Tapi bukankah Allah memang menciptakan semuanya berpasang-pasangan? Ada kedatangan, ada kepergian. Ada kehadiran, ada pula kehilangan. Ada kamu, yaudah ada aku deh.

Eh, gimana gimana.

Jadi maksud saya, kita harus terbiasa dengan rasa kehilangan. Karena memang kehilangan adalah sebuah keniscayaan. Mau berkelit seperti apapun, kehilangan pasti menghampiri.

Lagipula, Bukankah yang sudah menjadi biasa akan menjadi tidak istimewa lagi? Kita hanya harus terbiasa hidup dengan rasa kehilangan agar sakitnya tak lagi menggelegar.
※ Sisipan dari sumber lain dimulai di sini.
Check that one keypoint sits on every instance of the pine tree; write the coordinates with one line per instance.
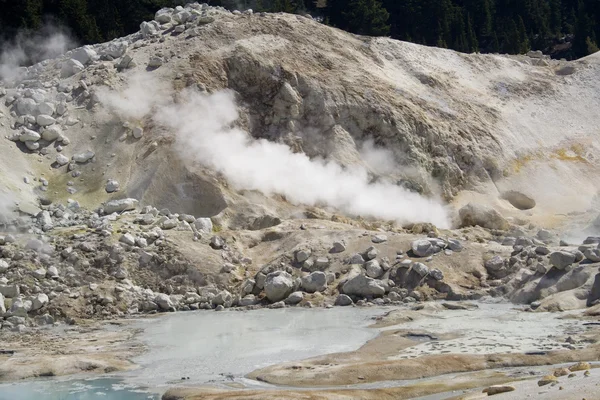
(367, 17)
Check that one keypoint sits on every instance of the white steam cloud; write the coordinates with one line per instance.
(27, 49)
(205, 133)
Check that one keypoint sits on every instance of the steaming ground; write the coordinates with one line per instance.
(218, 160)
Setelah banyak berlatih, di masa depan nanti, boleh jadi kita bisa memandang sebuah kehilangan seperti kita memandang sebuah kedatangan. Secara alami terjadi. Menangis sedikit, lalu tersenyum yang banyak.

Allah pun sudah mengingatkan bukan, "kamu boleh mencintai sebanyak apapun, tapi ingat, kamu pasti akan berpisah dengannya"

Semoga selalu kuat ya, aku, kamu dan juga kita.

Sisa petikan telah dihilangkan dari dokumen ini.